Atak z użyciem gazu chlorowego w Syrii. Obrażenia odnieśli m.in. ratownicy Białych Hełmów
Atak z użyciem gazu chlorowego przeprowadzono w kontrolowanym przez rebeliantów mieście Sarakib na północnym zachodzie Syrii; w ataku obrażenia odniosło dziewięć osób, w tym trzech ratowników Białych Hełmów - poinformowała w niedzielę ta organizacja pomocowa.
W czwartek minister obrony USA James Mattis oskarżył reżim prezydenta Syrii Baszara el-Asada o dalsze produkowanie i stosowanie broni chemicznej - przypomina agencja dpa.
Władze syryjskie odrzuciły te zarzuty, twierdząc, że cała broń chemiczna, jaka znajdowała się w posiadaniu tego kraju, została zgodnie z międzynarodowym porozumieniem przekazana Organizacji ds. Zakazu Broni Chemicznej (OPCW) - wynika z oświadczenia opublikowanego przez syryjską agencją państwową Sana.

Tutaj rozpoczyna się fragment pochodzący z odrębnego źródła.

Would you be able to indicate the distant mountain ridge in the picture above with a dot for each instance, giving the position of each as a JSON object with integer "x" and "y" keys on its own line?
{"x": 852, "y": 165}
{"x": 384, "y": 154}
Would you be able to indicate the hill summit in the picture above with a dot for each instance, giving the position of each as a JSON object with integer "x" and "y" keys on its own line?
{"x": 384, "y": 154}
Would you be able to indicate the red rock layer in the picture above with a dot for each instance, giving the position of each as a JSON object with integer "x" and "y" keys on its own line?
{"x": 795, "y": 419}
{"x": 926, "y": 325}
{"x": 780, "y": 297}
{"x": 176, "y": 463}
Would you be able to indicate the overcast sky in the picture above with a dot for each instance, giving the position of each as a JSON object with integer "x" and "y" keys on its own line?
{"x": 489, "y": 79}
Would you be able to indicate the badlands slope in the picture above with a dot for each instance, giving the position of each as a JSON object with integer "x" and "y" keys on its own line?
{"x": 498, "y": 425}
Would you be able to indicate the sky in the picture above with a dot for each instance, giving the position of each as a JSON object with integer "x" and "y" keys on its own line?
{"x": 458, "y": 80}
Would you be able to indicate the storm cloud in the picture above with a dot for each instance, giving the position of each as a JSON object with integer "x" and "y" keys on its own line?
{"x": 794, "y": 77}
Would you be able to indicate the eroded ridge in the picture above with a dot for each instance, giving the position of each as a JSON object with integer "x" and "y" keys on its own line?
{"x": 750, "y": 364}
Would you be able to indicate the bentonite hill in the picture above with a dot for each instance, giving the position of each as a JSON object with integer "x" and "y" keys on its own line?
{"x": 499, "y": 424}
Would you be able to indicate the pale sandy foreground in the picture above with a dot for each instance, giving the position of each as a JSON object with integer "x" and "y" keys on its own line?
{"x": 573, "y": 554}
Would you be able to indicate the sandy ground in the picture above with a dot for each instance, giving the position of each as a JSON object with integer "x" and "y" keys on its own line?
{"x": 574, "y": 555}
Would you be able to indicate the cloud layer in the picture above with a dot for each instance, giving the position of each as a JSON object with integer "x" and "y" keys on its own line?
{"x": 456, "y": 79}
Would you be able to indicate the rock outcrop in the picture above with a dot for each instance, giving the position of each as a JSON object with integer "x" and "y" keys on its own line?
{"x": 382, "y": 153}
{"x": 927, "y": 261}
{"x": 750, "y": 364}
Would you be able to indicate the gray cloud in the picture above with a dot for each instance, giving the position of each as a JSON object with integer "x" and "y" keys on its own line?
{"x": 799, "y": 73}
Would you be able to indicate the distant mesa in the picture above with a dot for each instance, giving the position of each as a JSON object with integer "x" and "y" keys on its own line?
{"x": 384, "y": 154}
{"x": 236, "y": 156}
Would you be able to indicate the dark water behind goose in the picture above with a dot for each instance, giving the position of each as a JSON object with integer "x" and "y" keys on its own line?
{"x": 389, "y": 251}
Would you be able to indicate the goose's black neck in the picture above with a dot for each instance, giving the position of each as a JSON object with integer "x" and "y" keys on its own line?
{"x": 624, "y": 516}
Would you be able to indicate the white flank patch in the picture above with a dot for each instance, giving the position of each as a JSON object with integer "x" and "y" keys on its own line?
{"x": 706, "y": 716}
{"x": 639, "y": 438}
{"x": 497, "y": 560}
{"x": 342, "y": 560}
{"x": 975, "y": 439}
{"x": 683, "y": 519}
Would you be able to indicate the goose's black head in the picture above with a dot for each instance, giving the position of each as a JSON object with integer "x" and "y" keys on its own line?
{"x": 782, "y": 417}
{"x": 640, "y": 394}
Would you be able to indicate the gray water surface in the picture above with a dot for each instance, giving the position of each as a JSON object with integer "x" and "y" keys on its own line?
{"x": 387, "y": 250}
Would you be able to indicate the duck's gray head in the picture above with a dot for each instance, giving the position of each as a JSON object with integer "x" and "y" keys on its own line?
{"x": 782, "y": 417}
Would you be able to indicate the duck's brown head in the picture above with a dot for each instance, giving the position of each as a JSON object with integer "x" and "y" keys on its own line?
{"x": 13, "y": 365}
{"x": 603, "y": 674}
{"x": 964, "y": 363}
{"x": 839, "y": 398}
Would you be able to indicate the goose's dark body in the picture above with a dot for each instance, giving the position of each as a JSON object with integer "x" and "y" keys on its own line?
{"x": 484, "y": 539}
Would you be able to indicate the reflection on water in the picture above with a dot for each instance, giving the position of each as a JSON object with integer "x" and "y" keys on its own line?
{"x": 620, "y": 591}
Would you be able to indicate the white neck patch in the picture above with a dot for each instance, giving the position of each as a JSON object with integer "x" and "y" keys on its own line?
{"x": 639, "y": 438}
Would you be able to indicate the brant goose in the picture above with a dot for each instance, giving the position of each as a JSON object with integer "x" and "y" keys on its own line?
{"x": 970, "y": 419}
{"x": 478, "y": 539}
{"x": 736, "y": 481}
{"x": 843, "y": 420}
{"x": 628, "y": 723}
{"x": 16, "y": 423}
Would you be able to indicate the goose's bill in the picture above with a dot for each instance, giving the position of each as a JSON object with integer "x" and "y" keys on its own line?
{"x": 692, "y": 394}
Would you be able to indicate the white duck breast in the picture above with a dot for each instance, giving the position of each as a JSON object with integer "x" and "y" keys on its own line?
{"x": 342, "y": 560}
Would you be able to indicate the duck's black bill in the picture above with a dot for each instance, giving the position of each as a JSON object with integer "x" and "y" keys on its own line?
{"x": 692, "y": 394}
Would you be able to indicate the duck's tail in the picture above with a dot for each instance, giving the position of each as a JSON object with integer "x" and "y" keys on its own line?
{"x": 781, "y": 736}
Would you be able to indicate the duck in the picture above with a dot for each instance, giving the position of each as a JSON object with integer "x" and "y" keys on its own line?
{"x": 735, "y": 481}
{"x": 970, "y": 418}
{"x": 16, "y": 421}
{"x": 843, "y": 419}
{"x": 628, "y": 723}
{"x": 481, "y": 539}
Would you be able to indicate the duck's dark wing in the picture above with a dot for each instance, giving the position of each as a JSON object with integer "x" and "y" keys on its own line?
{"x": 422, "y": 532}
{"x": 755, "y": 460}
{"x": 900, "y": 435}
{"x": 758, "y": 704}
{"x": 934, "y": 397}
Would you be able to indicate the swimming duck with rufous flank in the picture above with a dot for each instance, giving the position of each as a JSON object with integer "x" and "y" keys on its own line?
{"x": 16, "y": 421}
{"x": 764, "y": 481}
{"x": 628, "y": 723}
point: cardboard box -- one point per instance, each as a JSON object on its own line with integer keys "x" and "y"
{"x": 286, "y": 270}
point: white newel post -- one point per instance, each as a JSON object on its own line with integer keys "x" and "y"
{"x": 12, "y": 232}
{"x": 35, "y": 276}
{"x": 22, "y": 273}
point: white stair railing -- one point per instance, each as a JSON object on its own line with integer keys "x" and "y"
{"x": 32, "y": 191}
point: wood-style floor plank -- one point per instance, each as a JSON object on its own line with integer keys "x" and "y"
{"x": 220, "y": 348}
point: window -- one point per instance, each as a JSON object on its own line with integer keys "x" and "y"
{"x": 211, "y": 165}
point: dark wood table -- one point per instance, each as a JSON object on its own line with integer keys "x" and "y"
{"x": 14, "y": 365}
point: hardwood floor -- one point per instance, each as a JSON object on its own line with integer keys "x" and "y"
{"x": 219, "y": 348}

W ramach porozumienia z 2013 roku Syria zgodziła się zniszczyć swoje zasoby broni chemicznej, jednak - jak podkreśla dpa - do dziś nie ma pewności, czy zlikwidowano cały chemiczny arsenał syryjski. W styczniu 2016 roku OPCW zapewniła, że cały zgłoszony w 2013 roku arsenał syryjskiej broni chemicznej został zniszczony; organizacja nadzorowała ten proces w imieniu wspólnoty międzynarodowej.